Day 184: “What do you think about that…..head f!@#???”

Hey there!  Well it’s all over…I had my polygraph test this morning, and for some reason the only thing I could think about the whole time was the above scene from “Beerfest”.  “What do you think about that….head f!@#???”  as he chews his glass with a bloody mouth.  I think it was Eleanor Roosevelt who said “Polygraph tests are like that scene in the Wizard of Oz when the flying monkeys pull apart the scarecrow.”  Well let me tell you something Eleanor, you weren’t kidding.  I have to admit it was very nerve racking, but it wasn’t as bad as I thought it was going to be.  I didn’t lie at all, but for some reason I feel kind of down in the dumps this afternoon.  I think it is because now I just have to wait a while before I hear anything…or it might be the fact that I just had to pour my heart out to some complete stranger who now probably thinks I am a freak.

My favorite questions were “have you ever had thoughts about dressing up like a women and walking around in public?”, “have you ever been hit on by a homosexual?”, and “do these pants make my ass look good?” as the guy stood up, pulled his pants tight around his ass, and looked back over his shoulder at me.  Of course the answer to all 3 was “absolutely”….HAHAHA I’m just kidding, but it would have been funny to see his reaction.  The first two questions were actually asked, the last one I made up, in case you were wondering.

By far the worst part of the test was how they made me close my eyes when I answered the questions.  First off, I was nervous just because I had no idea what questions were going to be asked.  Second off, it was 7 in the morning and I was tired considering I haven’t been up at 7 in the morning in ages, unless of course it was because I hadn’t gone to bed yet.  I think it was a combination of those two things that made me get really dizzy when I had to close my eyes.  The guy giving me the test was sitting right next to me, but after about 2 minutes of sitting there with my eyes closed, it sounded like he was getting farther and farther away, and at one point it even sounded like he was in the other room and it was really freaking me out.  It freaked me out so much in fact at one point I stood up and screamed “I CAN’T TAKE THIS ANYMORE!!!!” and ran out of the room.  That is another joke, hahaha!  I am feeling pretty playful this afternoon, probably because I couldn’t tell a lie this morning.

"Have I ever had the urge to dress up like a women and walk around in public???  No way......"

"Have I ever had the urge to dress up like a women and walk around in public??? No way......"

As usual, I shall keep all of ye faithful blog readers up date with any new information I hear on the job front.

This past weekend I played in a cornhole tournament, dominated it, and won some pocket change.  Sometimes its not fair being so awesome at a game like cornhole.  I also practically stole $10 from the Big Ginger on the Anderson Silva/Forrest Griffin MMA fight after Griffin got punked and ran out of the ring.  I don’t know if I should be blogging about this, because I might have to claim that money with the state of Ohio since I am collecting unemployment.  (Update: just ignore everything mentioned above).

"What happened?  Why am I so bloody?"  The Big Ginger just lost $10, that's what just happened.

"What happened?

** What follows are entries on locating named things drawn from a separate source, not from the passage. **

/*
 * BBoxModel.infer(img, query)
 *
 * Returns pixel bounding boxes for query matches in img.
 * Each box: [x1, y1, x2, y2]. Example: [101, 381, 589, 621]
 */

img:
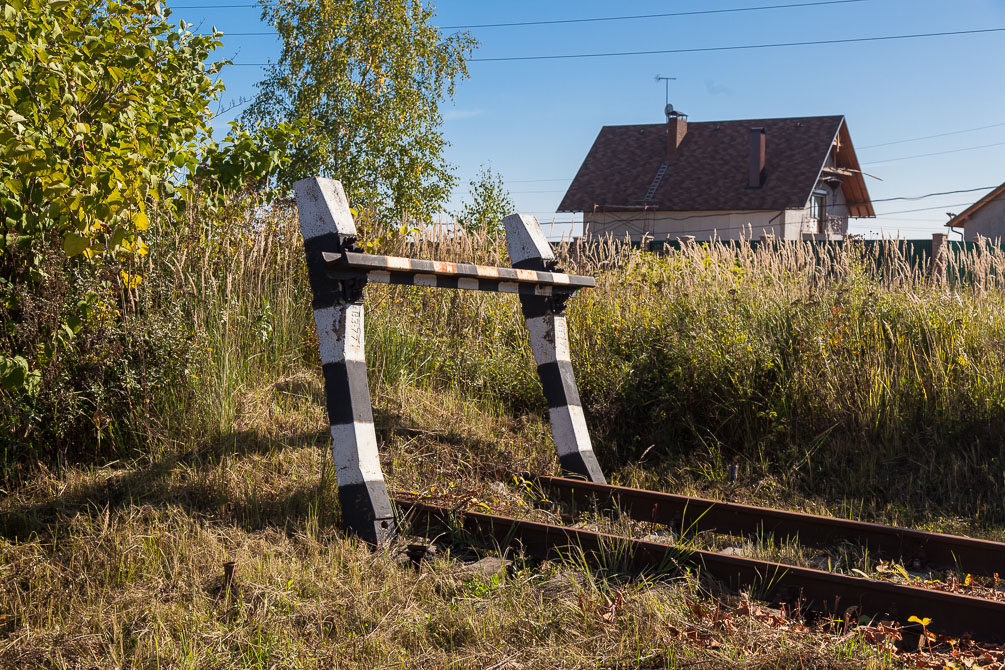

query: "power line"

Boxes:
[178, 0, 867, 36]
[231, 28, 1005, 67]
[864, 186, 998, 205]
[466, 28, 1005, 64]
[441, 0, 864, 30]
[862, 142, 1005, 166]
[858, 124, 1005, 151]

Why am I so bloody?" The Big Ginger just lost $10, that's what happened.

That’s all I got for now.  Everyone have a pleasant Monday and try to stay cool.  In case you haven’t noticed it’s like 150 degrees out and my butt has been sweaty for about 56 straight hours now.  I am going for my personal record of 103 hours which I set last week.  I am gonna try and go for a run this afternoon….I don’t know why.  “Have you ever shaved your pubes, glued them to your face, and pretended you were a lumberjack?” was another question I was asked this morning.  HAHAHA I KEED, I KEED!  But seriously….have you?  One Love!